Il est fait grief à l'arrêt attaqué d'avoir déclaré irrecevable l'opposition formée par M. X... à l'encontre de l'arrêt de la cour d'appel de Grenoble du 7 juin 2016 ;
Aux motifs que « le délai d'opposition est d'un mois ainsi que le prévoit l'article 538 du code de procédure civile ; que l'arrêt du 7 juin 2016 a été signifié le 2 août 2016 à Y... X... ; que l'acte de signification a été délivré à la personne de son épouse, présente au domicile.
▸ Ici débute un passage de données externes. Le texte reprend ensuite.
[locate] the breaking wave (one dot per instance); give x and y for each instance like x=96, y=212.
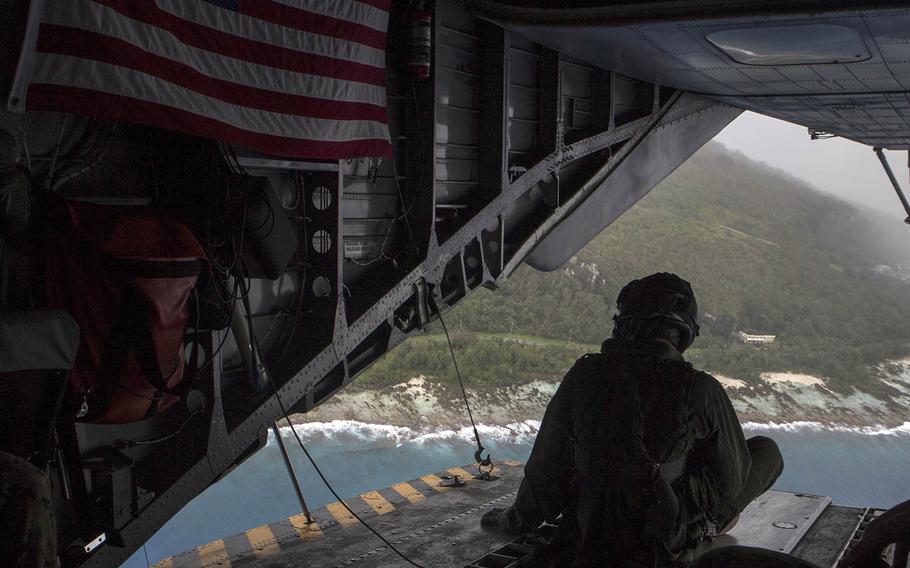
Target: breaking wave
x=516, y=433
x=811, y=426
x=385, y=435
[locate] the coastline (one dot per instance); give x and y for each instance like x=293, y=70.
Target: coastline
x=781, y=401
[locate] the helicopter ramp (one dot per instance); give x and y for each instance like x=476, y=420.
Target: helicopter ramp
x=439, y=527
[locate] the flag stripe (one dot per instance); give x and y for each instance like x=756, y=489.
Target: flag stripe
x=311, y=22
x=374, y=17
x=229, y=45
x=241, y=72
x=249, y=27
x=106, y=49
x=71, y=99
x=63, y=70
x=297, y=78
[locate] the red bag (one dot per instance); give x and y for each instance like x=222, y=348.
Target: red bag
x=125, y=274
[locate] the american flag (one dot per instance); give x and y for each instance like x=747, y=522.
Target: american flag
x=298, y=78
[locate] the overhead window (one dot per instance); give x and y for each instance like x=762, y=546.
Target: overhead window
x=791, y=45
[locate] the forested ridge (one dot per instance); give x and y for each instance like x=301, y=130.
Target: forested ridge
x=764, y=253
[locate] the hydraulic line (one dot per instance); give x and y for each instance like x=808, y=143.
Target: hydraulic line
x=897, y=186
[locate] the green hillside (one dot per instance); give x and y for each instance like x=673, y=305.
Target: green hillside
x=764, y=253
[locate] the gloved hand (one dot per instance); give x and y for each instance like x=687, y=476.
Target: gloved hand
x=493, y=519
Y... X... a formé opposition le 28 octobre 2016 soit après l'expiration du délai d'un mois ; que pour soutenir que son opposition est recevable, il fait valoir que dans le délai d'opposition, il a déposé une demande d'aide juridictionnelle le 22 août 2016 et que le rejet de sa demande le 30 septembre 2016 a eu pour effet de proroger le délai d'opposition ; mais qu'au jour où Y... X... a régularisé son opposition, aucun texte ne prévoyait que la demande d'aide juridictionnelle suspendait le délai d'opposition et il n'est pas fondé à invoquer l'article 38 du décret du 19 décembre 1991 dans sa rédaction issue du décret du 27 décembre 2016, non encore applicable ; que la cour n'a pas le pouvoir de rendre rétroactive une loi de procédure au visa de l'article 6-1 de la CEDH ; que tout au plus Y... X... pourrait-il demander à être relevé de la forclusion sur le fondement de l'article 540 du code de procédure civile, s'il établissait qu'il s'est trouvé dans l'impossibilité d'agir, ce qu'il ne fait pas ; que l'opposition régularisée par Y... X... est irrecevable comme tardive » ;
Alors que, 1°) la demande d'aide juridictionnelle formée dans le délai d'opposition à un arrêt de cour d'appel rendu par défaut a pour effet d'interrompre ce délai jusqu'à ce qu'il soit statué sur cette demande ; qu'en jugeant le contraire, la cour d'appel a violé les dispositions des articles 38 et 38-1 du décret du 19 décembre 1991 et de l'article 538 du code de procédure civile ;
Alors que, 2° et subsidiairement) l'exposant faisait valoir que si les dispositions des articles 38 et 38-1 du décret du 19 décembre 1991 devaient être interprétées comme ne conférant pas d'effet interruptif à la demande d'aide juridictionnelle formée dans le délai d'opposition à un arrêt de cour d'appel rendu par défaut, ces dispositions devaient être écartées comme contraires à l'article 6 § 1 de la Convention européenne de sauvegarde des droits de l'homme ; qu'en s'abstenant de se prononcer sur cette exception d'inconventionnalité des articles 38 et 38-1 dont elle a fait application, la cour d'appel a violé les article 455 et 574 du code de procédure civile ;
Alors que, 3° et subsidiairement) l'exposant faisait également valoir que l'absence de mention, dans la signification de l'arrêt, de ce que la demande d'aide juridictionnelle n'avait pas d'effet interruptif s'opposait à ce que son recours soit jugé irrecevable comme tardif ; qu'en s'abstenant de répondre à ces conclusions opérantes, la cour d'appel a violé les articles 455 et 574 du code de procédure civile.